Modernizing Procurement with ePADs 2.0
Hassanat Ahmad Qureshi, Managing Director of the Public Procurement Regulatory Authority (PPRA), outlined a major reform drive that aligns Pakistan’s public procurement with international standards under the Prime Minister’s Digital Pakistan vision. At the center of the reforms is the national e-procurement platform, now moving into its next phase with the rollout of ePADs 2.0.
The integrated platform has already delivered large-scale adoption: 9,846 government entities, 600 foreign companies and some 43,000 suppliers are registered on the system. In the last fiscal year ePADs processed PKR 1,408.58 billion in procurement across 526,271 transactions, demonstrating the platform’s rapid operational scale and financial reach.
PPRA has connected ePADs with key national systems including the Federal Board of Revenue, NADRA, the Securities and Exchange Commission of Pakistan, the Pakistan Engineering Council, the Financial Accounting and Budgeting System (FABS), provincial revenue authorities and the Drug Regulatory Authority. Dedicated dashboards have been provided for oversight bodies including the Auditor General, NAB, the Pakistan Engineering Council and the Competition Commission, enabling verification of each transaction and strengthening auditability.
The platform has already changed market behaviour by increasing competition and reducing collusion. Average participation in open bidding has risen to five to seven bidders compared with two to three under traditional methods. Small purchases and quotations are now recorded on ePADs, complaint resolution tools help block blacklisted firms and the system flags procurement delays while improving compliance with procurement rules. Live online broadcasting of bids above PKR 500 million and construction tenders above PKR 1 billion has also been enabled.
ePADs 2.0 is scheduled for a federal launch in January 2026, followed by deployments in Gilgit-Baltistan and Azad Jammu and Kashmir in February and provincial rollouts in March. Monitoring and analytics reporting will begin in July, while donor-funded procurement is planned to move onto the platform by September 2026. PPRA is also working to launch an online Procurement Academy in October and implement Open Contracting Data Standards by December.

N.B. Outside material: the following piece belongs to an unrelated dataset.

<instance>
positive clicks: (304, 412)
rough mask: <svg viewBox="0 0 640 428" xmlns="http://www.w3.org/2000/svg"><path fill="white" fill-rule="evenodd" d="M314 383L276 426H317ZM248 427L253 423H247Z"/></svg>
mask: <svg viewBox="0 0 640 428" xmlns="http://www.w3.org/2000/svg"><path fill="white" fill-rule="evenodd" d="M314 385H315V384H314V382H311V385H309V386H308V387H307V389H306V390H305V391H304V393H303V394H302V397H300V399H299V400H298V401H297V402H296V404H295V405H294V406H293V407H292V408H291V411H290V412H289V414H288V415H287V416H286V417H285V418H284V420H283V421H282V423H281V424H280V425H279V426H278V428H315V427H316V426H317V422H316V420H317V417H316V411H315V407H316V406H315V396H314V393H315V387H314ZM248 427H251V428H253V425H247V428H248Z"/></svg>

Legal and regulatory reforms remain in their final stages. Amendments to the PPRA Ordinance 2002, preparation of the new Public Procurement Rules 2025 and revision of bidding documents will introduce measures such as an independent complaints mechanism, mandatory e-procurement and e-disposal, procurement cells within agencies and structured professional training for procurement practitioners.
Capacity building has been a key pillar of implementation. PPRA reports more than 10,000 officers trained to date, with 2,499 officials and supplier representatives trained during 2024–25 in partnership with leading universities including NUST, LUMS, IBA and Air University. A standardized training framework and credentialing for procurement professionals are under development to institutionalize these gains.
Institutional changes at PPRA include merit-based hiring of market specialists, IT professionals and a pool of independent experts to strengthen oversight. The authority has set up an ePADs Training Centre and a 16-hour help desk to provide ongoing support to agencies and suppliers. According to Hassanat Ahmad Qureshi, these reforms aim to eliminate ambiguity, enhance transparency, reduce corruption and improve efficiency and competition across public procurement.
As Pakistan prepares for the nationwide adoption of ePADs 2.0, PPRA’s combined regulatory, technical and capacity-building measures signal a sustained shift toward digital, accountable and professionally governed procurement at federal and provincial levels.